Interestingly, this design required in the X server to run under binary translation in VMware's monitor, even though it was userspace code, because it had to elevate its IOPL to be able to read/write the IO ports. CSRSS.EXE in windows also ran in BT, since it too was driving the graphics card before NT4. After NT4 moved the graphics code into the kernel, no one remembered to take out the IOPL elevation code, so at least until XP (and probably later) CSRSS.EXE runs with elevated privileges that it didn't need.

Csrss.exe is the userspace part of the win32 personality. It controls all win32 processes, which on a Windows system is just about every process.

It is not very useful to limit its privileges.

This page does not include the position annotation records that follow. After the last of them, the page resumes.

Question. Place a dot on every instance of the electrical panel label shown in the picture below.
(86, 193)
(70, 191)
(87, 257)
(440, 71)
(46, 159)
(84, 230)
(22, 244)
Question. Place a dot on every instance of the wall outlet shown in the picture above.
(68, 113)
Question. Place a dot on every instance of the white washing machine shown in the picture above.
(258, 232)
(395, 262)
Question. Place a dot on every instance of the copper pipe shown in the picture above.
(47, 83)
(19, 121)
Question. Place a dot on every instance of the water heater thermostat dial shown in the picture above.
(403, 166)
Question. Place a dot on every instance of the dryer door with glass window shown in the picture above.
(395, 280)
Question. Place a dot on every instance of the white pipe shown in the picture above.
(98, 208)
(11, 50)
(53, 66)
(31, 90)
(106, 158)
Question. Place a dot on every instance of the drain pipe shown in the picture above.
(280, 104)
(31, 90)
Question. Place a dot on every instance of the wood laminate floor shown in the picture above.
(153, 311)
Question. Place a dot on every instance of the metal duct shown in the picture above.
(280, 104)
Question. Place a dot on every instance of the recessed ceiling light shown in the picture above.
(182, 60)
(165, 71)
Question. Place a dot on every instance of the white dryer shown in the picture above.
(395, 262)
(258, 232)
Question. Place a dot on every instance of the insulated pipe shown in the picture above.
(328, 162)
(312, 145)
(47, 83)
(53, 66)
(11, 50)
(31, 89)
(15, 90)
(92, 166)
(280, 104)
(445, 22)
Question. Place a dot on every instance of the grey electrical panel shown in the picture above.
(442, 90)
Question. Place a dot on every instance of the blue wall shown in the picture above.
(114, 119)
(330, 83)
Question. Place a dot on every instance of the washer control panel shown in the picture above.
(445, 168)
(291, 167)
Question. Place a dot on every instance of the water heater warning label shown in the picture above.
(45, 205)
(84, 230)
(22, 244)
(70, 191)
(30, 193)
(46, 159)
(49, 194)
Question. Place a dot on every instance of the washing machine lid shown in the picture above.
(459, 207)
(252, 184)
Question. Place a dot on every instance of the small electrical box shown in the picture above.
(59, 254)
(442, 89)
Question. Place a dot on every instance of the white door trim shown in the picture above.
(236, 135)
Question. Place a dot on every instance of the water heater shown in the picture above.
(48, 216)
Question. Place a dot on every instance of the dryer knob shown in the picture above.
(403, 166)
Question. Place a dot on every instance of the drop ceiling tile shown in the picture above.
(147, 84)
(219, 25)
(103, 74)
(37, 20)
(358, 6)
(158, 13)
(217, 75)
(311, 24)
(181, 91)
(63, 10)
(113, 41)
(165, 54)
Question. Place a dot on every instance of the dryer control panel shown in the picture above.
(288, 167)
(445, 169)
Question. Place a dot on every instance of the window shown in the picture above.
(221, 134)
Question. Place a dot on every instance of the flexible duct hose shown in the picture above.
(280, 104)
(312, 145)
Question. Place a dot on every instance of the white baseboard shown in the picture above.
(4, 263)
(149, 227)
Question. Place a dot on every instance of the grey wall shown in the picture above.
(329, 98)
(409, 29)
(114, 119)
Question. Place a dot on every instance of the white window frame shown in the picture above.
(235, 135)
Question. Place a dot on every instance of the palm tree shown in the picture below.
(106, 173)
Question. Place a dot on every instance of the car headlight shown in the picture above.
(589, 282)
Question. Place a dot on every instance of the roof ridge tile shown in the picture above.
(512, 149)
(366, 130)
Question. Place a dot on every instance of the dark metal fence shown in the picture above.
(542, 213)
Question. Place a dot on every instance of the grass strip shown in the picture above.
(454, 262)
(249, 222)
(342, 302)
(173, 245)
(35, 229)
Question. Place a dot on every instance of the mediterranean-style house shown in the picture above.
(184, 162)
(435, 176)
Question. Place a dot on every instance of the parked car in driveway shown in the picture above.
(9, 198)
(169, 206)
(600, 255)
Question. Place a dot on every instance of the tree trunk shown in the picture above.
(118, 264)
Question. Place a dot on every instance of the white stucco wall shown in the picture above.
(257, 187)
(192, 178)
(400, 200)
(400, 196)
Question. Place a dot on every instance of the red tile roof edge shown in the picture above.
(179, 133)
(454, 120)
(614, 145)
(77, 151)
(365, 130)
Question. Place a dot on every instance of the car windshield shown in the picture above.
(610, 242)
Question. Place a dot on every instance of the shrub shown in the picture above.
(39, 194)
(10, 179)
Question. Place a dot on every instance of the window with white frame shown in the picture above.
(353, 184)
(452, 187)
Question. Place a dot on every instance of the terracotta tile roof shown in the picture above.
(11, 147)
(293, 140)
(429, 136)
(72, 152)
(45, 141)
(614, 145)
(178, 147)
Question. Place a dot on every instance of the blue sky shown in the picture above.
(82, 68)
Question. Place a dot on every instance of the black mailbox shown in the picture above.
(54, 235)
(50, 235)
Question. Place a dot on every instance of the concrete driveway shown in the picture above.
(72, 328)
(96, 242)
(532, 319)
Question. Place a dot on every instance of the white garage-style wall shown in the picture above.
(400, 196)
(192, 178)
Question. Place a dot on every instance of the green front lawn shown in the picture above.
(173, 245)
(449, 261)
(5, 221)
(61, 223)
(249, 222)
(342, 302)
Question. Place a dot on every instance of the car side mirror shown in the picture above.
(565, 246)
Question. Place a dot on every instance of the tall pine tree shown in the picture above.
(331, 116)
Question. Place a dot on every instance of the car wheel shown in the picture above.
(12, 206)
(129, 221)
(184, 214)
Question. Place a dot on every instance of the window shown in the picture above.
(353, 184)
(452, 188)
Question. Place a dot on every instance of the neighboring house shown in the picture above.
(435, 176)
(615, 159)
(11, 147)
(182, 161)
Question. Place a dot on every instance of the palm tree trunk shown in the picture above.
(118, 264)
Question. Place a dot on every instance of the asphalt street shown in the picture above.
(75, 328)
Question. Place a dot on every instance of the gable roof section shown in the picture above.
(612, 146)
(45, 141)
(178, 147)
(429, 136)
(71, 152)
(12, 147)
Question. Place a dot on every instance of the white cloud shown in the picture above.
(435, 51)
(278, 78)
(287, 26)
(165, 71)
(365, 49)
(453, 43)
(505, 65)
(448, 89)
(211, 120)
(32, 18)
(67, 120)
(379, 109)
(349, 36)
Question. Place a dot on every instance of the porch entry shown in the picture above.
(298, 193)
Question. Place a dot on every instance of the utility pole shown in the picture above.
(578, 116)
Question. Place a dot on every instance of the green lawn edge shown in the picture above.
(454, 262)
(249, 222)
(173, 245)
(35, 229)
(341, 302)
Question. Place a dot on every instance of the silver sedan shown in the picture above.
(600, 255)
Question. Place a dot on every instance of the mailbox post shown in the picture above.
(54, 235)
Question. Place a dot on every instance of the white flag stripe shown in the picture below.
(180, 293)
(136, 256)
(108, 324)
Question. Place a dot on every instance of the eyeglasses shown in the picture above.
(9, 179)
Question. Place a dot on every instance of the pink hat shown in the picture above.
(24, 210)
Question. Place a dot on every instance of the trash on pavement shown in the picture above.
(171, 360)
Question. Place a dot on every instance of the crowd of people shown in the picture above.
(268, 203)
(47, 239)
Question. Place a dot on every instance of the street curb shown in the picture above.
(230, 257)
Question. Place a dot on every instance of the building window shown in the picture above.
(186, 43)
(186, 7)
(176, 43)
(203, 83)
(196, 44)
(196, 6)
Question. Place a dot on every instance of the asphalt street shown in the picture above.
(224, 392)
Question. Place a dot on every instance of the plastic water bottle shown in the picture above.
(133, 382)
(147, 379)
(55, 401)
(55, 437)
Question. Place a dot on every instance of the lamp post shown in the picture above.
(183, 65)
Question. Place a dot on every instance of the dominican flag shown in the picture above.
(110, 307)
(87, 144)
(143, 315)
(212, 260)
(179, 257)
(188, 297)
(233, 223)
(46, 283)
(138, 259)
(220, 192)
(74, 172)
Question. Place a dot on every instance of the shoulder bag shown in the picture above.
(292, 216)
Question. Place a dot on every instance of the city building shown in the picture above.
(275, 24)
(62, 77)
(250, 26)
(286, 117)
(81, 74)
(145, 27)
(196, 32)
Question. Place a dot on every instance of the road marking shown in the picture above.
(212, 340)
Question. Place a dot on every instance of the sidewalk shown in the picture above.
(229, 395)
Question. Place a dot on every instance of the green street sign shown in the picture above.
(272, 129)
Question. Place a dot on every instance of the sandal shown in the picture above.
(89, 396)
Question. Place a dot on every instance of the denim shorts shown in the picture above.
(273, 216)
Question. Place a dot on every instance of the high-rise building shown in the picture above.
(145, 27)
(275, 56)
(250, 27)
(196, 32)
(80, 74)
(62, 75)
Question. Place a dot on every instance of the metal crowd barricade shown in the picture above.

After the graphics driver moved out of it and into the kernel, it probably no longer needs the ability to turn off interrupts and read and write legacy IO ports.
Yes. Most of the interesting parts of modern graphics drivers are loaded into the X client process these days, anyway. Whoever wants to render something talks directly to a thin kernel interface with the X server out of the way except for some high level management stuff.
It's far more than that in the end, but yes: mode switching is a spot where you need whole-system management of the resources. The XFree86 binary couldn't easily make assumptions about what someone else was doing.
It may be equal parts GPL avoidance. Broadcom switch ASIC PDKs are a kind of hybrid kernel and userland application with no legacy reason, so I assume it is just arbitrarily about working around a restrictive license.
For those who are confused, this is not Apple's IOS, but Cisco's OS that was once (not sure about now) called IOS.
Still called IOS (well, there's also IOS-XE, IOS-XR, NX-OS... but that's a different story). Why would they change the name?
True, because Apples OS is called iOS.